首页 > > 网络编程 > 其它 >

Python使用Scrapy框架爬取数据存入CSV文件(Pytho…

2018-06-18 01:30:43来源：未知阅读 ()

1. Scrapy框架

　　Scrapy是python下实现爬虫功能的框架，能够将数据解析、数据处理、数据存储合为一体功能的爬虫框架。

2. Scrapy安装

1. 安装依赖包

yum install gcc libffi-devel python-devel openssl-devel -y
yum install libxslt-devel -y

2. 安装scrapy

pip install scrapy
pip install twisted==13.1.0

注意事项：scrapy和twisted存在兼容性问题，如果安装twisted版本过高，运行scrapy startproject project_name的时候会提示报错，安装twisted==13.1.0即可。

3. 基于Scrapy爬取数据并存入到CSV

3.1. 爬虫目标，获取简书中热门专题的数据信息，站点为https://www.jianshu.com/recommendations/collections，点击"热门"是我们需要爬取的站点，该站点使用了AJAX异步加载技术，通过F12键——Network——XHR，并翻页获取到页面URL地址为https://www.jianshu.com/recommendations/collections?page=2&order_by=hot，通过修改page=后面的数值即可访问多页的数据，如下图：

3.2. 爬取内容

　　需要爬取专题的内容包括：专题内容、专题描述、收录文章数、关注人数，Scrapy使用xpath来清洗所需的数据，编写爬虫过程中可以手动通过lxml中的xpath获取数据，确认无误后再将其写入到scrapy代码中，区别点在于，scrapy需要使用extract()函数才能将数据提取出来。

3.3 创建爬虫项目

[root@HappyLau jianshu_hot_topic]# scrapy startproject jianshu_hot_topic

#项目目录结构如下:
[root@HappyLau python]# tree jianshu_hot_topic
jianshu_hot_topic
├── jianshu_hot_topic
│   ├── __init__.py
│   ├── __init__.pyc
│   ├── items.py
│   ├── items.pyc
│   ├── middlewares.py
│   ├── pipelines.py
│   ├── pipelines.pyc
│   ├── settings.py
│   ├── settings.pyc
│   └── spiders
│       ├── collection.py
│       ├── collection.pyc
│       ├── __init__.py
│       ├── __init__.pyc
│       ├── jianshu_hot_topic_spider.py    #手动创建文件，用于爬虫数据提取
│       └── jianshu_hot_topic_spider.pyc
└── scrapy.cfg

2 directories, 16 files
[root@HappyLau python]#

3.4 代码内容

1. items.py代码内容,定义需要爬取数据字段
# -*- coding: utf-8 -*-

# Define here the models for your scraped items
#
# See documentation in:
# https://doc.scrapy.org/en/latest/topics/items.html

import scrapy
from scrapy import Item
from scrapy import Field

class JianshuHotTopicItem(scrapy.Item):
	'''
	@scrapy.item，继承父类scrapy.Item的属性和方法，该类用于定义需要爬取数据的子段
	'''
	collection_name = Field()
	collection_description = Field()
	collection_article_count = Field()
	collection_attention_count = Field()

2. piders/jianshu_hot_topic_spider.py代码内容，实现数据获取的代码逻辑，通过xpath实现
[root@HappyLau jianshu_hot_topic]# cat spiders/jianshu_hot_topic_spider.py
#_*_ coding:utf8 _*_

import random
from time import sleep
from scrapy.spiders import CrawlSpider
from scrapy.selector import Selector
from scrapy.http import Request
from jianshu_hot_topic.items import JianshuHotTopicItem 

class jianshu_hot_topic(CrawlSpider):
	'''
	简书专题数据爬取，获取url地址中特定的子段信息
	'''
	name = "jianshu_hot_topic"
	start_urls = ["https://www.jianshu.com/recommendations/collections?page=2&order_by=hot"]
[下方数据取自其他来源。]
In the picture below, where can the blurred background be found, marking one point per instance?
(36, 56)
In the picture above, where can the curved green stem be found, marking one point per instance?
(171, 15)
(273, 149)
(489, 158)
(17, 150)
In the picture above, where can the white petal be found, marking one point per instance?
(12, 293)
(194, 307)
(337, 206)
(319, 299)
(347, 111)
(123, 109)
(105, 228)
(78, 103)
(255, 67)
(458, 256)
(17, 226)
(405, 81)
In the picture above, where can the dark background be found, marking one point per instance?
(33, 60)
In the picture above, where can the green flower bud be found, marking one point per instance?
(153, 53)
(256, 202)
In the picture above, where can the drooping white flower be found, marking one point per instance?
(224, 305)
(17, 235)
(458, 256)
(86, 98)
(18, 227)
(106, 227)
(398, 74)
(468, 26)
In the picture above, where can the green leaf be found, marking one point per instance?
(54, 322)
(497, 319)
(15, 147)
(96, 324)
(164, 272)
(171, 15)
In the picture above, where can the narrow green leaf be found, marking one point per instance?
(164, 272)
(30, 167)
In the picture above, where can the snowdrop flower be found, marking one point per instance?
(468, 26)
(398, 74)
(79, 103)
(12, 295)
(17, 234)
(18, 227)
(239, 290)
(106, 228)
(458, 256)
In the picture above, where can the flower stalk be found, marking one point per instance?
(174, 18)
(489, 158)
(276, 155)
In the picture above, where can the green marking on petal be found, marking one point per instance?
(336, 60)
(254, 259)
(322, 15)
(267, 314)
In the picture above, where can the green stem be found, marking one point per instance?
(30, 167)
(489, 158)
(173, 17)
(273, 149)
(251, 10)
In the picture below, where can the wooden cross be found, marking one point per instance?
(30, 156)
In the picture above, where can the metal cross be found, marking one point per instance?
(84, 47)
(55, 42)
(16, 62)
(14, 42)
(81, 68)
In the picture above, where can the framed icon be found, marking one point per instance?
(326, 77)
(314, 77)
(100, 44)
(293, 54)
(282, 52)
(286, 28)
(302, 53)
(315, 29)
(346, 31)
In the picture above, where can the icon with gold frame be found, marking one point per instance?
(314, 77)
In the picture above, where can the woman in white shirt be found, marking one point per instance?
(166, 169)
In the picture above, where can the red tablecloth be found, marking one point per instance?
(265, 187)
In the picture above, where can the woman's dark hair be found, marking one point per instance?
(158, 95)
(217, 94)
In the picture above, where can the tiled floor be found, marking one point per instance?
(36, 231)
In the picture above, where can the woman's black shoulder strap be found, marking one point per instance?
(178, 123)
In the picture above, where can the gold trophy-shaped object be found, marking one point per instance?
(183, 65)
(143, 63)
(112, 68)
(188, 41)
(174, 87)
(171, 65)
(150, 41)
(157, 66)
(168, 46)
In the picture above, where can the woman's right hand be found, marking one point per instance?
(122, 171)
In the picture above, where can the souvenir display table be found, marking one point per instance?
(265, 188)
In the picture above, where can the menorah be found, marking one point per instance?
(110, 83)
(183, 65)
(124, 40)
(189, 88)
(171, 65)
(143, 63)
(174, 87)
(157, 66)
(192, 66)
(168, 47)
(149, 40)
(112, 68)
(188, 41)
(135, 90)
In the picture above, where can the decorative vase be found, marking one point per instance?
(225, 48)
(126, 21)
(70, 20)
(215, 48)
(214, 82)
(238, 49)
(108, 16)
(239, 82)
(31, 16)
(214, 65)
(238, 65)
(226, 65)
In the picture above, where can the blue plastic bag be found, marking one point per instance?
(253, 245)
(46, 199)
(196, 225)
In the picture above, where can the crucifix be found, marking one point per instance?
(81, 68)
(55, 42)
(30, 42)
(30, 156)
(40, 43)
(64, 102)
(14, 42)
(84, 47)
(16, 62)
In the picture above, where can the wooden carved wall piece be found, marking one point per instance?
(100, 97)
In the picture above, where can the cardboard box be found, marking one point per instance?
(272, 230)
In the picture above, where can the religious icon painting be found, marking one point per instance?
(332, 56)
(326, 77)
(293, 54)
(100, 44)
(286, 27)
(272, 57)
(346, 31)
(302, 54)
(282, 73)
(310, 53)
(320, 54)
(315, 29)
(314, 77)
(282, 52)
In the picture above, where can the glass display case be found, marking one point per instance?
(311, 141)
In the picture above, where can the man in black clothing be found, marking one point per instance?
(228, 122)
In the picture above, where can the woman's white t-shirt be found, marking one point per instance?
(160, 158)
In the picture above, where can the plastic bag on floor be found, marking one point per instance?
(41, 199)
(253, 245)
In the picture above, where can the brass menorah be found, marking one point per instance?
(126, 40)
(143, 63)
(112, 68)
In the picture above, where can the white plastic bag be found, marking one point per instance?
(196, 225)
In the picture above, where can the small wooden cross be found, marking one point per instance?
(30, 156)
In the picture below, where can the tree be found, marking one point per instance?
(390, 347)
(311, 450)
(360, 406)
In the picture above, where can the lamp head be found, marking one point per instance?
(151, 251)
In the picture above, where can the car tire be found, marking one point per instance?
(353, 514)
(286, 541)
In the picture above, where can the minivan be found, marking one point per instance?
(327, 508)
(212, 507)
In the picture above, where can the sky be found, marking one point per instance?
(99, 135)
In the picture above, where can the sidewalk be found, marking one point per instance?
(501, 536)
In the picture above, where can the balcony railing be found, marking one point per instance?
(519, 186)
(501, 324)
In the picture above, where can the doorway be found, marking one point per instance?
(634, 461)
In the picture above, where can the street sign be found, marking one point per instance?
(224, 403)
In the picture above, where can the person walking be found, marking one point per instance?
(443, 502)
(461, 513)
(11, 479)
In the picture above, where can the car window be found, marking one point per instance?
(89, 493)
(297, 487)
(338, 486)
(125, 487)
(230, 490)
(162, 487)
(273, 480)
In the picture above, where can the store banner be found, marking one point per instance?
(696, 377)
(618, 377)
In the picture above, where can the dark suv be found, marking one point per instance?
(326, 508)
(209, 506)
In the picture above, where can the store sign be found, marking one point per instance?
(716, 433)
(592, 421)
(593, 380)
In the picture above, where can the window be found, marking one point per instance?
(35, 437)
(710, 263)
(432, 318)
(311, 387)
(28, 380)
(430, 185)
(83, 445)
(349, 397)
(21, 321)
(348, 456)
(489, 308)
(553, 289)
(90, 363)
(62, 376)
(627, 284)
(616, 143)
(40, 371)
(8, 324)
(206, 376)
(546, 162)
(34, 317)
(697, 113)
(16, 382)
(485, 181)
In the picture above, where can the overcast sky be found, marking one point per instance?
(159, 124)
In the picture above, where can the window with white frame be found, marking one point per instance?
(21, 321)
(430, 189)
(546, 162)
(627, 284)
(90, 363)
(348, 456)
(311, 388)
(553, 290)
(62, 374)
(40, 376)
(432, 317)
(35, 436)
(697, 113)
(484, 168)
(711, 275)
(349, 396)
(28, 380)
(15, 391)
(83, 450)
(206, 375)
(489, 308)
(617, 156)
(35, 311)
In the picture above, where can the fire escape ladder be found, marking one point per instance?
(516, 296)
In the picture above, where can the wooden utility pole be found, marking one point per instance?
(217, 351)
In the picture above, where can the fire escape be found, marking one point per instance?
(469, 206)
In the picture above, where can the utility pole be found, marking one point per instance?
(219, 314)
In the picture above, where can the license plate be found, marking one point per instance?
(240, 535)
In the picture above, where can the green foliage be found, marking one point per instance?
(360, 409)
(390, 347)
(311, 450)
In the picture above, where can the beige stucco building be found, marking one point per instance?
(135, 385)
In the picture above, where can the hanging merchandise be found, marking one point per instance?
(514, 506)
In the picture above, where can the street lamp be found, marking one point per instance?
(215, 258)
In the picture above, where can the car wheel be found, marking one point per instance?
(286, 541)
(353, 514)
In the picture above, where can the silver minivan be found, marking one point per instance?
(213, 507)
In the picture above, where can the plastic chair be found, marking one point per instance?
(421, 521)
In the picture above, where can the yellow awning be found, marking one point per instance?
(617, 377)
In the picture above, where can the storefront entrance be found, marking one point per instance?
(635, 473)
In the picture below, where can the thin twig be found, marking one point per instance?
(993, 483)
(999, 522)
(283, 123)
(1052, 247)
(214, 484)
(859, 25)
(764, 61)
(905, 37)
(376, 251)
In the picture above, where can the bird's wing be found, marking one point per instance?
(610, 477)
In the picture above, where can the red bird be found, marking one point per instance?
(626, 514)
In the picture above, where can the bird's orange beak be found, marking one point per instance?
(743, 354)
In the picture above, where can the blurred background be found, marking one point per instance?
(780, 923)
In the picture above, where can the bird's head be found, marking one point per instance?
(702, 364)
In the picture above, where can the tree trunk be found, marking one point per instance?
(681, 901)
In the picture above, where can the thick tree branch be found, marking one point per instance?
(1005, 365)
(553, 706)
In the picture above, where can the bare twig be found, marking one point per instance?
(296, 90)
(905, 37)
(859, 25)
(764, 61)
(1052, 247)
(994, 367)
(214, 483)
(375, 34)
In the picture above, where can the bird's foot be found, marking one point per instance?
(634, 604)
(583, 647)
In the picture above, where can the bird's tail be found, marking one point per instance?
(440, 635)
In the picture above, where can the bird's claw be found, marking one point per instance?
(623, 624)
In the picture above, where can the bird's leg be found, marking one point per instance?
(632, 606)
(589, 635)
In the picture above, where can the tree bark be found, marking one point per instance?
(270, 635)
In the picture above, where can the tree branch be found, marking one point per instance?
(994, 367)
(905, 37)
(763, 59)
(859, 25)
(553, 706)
	def parse(self,response):
		'''
		@params:response,提取response中特定字段信息
		'''
		item = JianshuHotTopicItem()
		selector = Selector(response)
		collections = selector.xpath('//div[@class="col-xs-8"]')	
		for collection in collections:
			collection_name = collection.xpath('div/a/h4/text()').extract()[0].strip()
                	collection_description = collection.xpath('div/a/p/text()').extract()[0].strip()
                	collection_article_count = collection.xpath('div/div/a/text()').extract()[0].strip().replace('篇文章','')
                	collection_attention_count = collection.xpath('div/div/text()').extract()[0].strip().replace("人关注",'').replace("· ",'')	
			item['collection_name'] = collection_name
			item['collection_description'] = collection_description
			item['collection_article_count'] = collection_article_count 
			item['collection_attention_count'] = collection_attention_count

			yield item
		
		
		urls = ['https://www.jianshu.com/recommendations/collections?page={}&order_by=hot'.format(str(i)) for i in range(3,11)]
		for url in urls:
			sleep(random.randint(2,7))
			yield Request(url,callback=self.parse)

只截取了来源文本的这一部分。